Le cifre da tenere a mente prima di partire
- Per una cucina di medie dimensioni, un rifacimento base parte spesso da 3.000 a 5.000 euro.
- Una cucina nuova completa si colloca spesso tra 10.000 e 15.000 euro, ma il totale sale con materiali e impianti.
- Se ragioni a metro quadro, la fascia economica può partire da 450-800 euro/m², quella media da 1.200-2.000 euro/m².
- Gli impianti sono le voci che spostano di più il conto finale: l’elettrico può stare tra 2.000 e 4.000 euro, l’idraulico tra 2.000 e 6.000 euro.
- Nel 2026 il bonus mobili resta utile: detrazione del 50% su una spesa massima di 5.000 euro.
- Se la cucina è in una casa al mare o in una seconda casa, conviene puntare su materiali resistenti e manutenzione semplice, non su effetti scenici difficili da mantenere.
Quanto costa davvero rifare una cucina nel 2026
La risposta corta è questa: il budget può essere contenuto oppure diventare importante, e la differenza la fanno soprattutto il livello di intervento e la qualità delle componenti. Secondo Idealista, una ristrutturazione base di una cucina di medie dimensioni si colloca in genere tra 3.000 e 5.000 euro; se invece vuoi una cucina completamente nuova, la spesa media sale spesso a 10.000-15.000 euro.
Quando guardo un preventivo, mi interessa separare tre scenari molto diversi tra loro. Il primo è il rinnovo leggero, con lavori limitati e layout quasi invariato. Il secondo è il rifacimento completo, in cui si cambiano arredo, finiture e spesso anche gli impianti. Il terzo è la cucina su misura, dove il costo non si legge più solo come spesa totale, ma anche come costo al metro quadro.

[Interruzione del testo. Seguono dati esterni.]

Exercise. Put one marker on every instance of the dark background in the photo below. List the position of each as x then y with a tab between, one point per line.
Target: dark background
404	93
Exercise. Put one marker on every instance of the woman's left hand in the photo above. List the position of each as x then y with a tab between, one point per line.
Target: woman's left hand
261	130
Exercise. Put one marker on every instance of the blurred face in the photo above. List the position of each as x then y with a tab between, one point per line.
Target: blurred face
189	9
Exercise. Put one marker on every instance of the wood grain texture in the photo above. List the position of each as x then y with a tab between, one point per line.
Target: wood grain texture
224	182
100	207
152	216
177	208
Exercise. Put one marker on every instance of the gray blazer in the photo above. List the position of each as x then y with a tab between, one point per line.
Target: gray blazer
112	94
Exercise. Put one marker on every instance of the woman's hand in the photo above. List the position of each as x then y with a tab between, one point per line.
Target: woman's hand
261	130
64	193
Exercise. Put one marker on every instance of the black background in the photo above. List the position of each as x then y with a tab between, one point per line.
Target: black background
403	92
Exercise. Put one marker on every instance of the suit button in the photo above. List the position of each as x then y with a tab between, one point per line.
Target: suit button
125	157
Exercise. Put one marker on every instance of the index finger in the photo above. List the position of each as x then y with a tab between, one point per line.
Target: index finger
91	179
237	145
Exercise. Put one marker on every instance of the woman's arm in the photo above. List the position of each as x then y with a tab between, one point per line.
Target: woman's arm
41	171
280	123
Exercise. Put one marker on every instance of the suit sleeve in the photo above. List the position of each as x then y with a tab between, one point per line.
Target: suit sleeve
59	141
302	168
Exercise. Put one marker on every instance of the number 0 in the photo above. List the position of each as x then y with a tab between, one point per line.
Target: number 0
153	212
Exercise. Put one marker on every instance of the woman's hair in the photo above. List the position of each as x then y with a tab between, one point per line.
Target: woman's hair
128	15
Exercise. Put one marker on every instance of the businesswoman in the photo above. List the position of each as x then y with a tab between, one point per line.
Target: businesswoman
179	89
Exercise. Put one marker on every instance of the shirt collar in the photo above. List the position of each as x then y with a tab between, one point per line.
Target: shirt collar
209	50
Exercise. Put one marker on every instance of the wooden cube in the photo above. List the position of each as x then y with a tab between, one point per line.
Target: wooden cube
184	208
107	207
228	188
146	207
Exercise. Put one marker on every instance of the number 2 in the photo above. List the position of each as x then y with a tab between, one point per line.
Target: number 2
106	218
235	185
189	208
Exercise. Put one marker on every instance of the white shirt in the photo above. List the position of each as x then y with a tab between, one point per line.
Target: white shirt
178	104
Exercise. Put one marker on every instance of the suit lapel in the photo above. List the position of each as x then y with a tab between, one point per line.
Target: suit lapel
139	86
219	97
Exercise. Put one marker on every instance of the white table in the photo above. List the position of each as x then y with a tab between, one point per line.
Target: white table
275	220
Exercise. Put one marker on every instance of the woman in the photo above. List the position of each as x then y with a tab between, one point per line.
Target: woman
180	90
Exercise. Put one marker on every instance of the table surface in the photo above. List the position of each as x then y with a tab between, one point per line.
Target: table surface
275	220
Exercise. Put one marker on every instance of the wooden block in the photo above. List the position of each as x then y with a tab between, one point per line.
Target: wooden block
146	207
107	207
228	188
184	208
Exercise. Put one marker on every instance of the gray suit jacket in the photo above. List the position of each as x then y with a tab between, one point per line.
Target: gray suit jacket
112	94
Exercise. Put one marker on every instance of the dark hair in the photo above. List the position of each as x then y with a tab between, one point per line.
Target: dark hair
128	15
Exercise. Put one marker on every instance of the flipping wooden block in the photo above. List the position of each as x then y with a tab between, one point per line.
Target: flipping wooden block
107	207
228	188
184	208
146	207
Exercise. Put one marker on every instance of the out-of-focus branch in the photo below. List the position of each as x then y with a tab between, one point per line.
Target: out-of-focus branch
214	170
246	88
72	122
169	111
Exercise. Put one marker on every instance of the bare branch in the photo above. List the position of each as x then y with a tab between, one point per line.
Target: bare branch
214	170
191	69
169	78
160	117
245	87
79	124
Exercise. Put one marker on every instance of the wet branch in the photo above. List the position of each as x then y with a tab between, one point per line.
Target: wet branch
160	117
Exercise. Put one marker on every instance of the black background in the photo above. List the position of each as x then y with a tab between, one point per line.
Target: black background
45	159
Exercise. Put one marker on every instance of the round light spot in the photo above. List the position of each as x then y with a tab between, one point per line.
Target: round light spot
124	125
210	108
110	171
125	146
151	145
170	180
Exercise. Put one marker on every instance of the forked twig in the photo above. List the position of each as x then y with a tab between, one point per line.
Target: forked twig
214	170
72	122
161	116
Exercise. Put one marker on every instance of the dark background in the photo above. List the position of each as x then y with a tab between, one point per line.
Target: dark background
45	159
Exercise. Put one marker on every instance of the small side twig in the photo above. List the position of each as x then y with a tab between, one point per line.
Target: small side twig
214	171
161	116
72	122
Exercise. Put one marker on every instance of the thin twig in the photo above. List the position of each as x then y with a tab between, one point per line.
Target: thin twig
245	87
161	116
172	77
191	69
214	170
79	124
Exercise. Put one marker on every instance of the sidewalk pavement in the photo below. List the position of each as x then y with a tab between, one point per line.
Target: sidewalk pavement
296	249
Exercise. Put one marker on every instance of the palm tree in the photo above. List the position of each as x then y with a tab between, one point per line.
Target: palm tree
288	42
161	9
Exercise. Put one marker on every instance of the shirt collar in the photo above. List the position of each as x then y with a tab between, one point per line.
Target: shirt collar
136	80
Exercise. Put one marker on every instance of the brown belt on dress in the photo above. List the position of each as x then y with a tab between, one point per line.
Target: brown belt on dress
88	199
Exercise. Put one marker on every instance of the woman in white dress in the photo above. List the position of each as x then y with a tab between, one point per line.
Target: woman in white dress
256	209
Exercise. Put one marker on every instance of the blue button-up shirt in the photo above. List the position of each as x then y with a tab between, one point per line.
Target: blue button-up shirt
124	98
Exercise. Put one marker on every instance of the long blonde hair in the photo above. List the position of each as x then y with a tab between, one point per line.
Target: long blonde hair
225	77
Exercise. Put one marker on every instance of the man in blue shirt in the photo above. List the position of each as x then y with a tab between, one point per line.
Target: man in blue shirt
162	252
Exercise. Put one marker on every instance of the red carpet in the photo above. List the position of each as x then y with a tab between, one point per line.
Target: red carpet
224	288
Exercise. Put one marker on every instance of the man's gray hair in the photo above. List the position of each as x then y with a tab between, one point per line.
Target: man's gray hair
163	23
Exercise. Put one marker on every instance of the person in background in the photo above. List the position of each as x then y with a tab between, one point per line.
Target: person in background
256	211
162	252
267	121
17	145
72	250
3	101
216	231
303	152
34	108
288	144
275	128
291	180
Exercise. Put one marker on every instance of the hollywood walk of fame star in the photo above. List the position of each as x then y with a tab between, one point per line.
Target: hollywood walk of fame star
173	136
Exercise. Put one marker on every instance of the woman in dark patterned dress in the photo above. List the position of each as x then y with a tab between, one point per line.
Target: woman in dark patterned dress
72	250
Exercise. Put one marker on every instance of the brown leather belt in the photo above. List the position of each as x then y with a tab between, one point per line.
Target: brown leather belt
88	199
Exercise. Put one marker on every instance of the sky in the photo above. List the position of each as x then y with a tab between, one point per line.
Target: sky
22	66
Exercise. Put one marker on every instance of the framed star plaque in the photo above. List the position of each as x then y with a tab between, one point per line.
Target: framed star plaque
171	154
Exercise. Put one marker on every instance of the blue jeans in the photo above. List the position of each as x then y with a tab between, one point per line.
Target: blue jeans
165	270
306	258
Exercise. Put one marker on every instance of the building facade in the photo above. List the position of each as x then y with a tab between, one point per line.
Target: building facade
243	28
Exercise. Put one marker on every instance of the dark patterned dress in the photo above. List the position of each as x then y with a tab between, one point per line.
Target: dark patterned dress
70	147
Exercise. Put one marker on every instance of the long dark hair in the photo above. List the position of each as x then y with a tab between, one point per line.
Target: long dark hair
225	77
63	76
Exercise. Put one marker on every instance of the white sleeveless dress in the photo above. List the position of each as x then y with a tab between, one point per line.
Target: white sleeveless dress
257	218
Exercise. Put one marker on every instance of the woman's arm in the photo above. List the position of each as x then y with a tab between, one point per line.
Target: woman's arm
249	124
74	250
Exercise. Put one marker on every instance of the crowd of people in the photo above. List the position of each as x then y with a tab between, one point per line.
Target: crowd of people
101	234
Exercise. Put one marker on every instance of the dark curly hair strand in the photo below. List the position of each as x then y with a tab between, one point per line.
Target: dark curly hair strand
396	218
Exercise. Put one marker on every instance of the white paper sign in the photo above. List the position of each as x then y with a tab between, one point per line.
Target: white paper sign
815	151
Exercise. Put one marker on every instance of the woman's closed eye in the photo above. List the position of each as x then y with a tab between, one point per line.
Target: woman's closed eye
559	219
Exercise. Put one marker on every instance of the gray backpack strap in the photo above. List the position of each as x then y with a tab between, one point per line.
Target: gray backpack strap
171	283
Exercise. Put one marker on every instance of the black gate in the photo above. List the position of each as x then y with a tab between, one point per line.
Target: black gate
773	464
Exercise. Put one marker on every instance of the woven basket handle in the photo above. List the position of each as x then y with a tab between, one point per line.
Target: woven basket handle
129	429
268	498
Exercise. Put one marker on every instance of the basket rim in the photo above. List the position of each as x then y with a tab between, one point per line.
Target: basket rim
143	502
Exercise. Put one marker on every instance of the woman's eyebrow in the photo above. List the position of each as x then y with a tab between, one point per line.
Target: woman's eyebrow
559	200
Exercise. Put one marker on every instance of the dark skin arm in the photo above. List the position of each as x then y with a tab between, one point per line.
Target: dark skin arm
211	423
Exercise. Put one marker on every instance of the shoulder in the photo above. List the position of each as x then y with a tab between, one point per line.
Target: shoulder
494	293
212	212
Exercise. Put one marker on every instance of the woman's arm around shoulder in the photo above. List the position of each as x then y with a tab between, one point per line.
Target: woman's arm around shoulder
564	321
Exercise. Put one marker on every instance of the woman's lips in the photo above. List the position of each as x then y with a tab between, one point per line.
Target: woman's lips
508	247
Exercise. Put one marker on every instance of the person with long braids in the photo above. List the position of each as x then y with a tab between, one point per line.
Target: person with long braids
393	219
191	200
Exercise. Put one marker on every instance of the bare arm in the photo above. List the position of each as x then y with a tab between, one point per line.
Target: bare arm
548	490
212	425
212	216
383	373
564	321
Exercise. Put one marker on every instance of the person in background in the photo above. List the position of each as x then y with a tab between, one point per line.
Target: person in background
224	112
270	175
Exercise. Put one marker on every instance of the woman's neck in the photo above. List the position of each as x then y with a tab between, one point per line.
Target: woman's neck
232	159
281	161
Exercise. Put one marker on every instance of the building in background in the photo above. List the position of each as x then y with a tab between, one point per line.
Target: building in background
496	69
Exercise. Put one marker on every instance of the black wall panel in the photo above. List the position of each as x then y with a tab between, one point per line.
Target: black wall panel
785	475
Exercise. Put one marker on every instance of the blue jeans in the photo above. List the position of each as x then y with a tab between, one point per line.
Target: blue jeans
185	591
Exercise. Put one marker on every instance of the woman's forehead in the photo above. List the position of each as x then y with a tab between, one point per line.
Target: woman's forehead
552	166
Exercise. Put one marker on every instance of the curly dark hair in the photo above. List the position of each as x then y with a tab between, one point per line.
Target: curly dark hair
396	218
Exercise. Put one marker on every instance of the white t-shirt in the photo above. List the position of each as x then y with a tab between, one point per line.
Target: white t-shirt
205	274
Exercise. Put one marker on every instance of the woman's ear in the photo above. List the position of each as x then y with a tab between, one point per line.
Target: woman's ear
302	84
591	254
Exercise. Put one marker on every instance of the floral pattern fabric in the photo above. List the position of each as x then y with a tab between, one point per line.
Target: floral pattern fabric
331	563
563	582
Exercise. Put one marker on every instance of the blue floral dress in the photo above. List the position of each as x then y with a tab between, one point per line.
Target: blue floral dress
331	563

| Scenario | Fascia indicativa | Quando ha senso |
|---|---|---|
| Rinnovo leggero | 3.000-5.000 euro | Se la struttura funziona, il layout va bene e vuoi aggiornare soprattutto l’aspetto. |
| Cucina nuova standard | 10.000-15.000 euro | Se cambi mobili, elettrodomestici e parte delle finiture con un livello qualitativo medio. |
| Soluzione economica su misura | 450-800 euro/m² | Se vuoi un progetto semplice ma personalizzato, senza salire di fascia. |
| Fascia media su misura | 1.200-2.000 euro/m² | Se cerchi materiali migliori, più accessori e una configurazione più articolata. |
| Alta gamma | Oltre 2.500 euro/m² | Se il progetto include isola, finiture pregiate e forte personalizzazione. |
Il punto importante è non confondere il costo al metro quadro con il costo totale del cantiere: il primo aiuta a valutare il solo arredo o il progetto cucina, il secondo include tutto quello che spesso pesa di più, cioè impianti e lavori preparatori. Ed è proprio lì che il preventivo smette di essere teorico e diventa una scelta concreta.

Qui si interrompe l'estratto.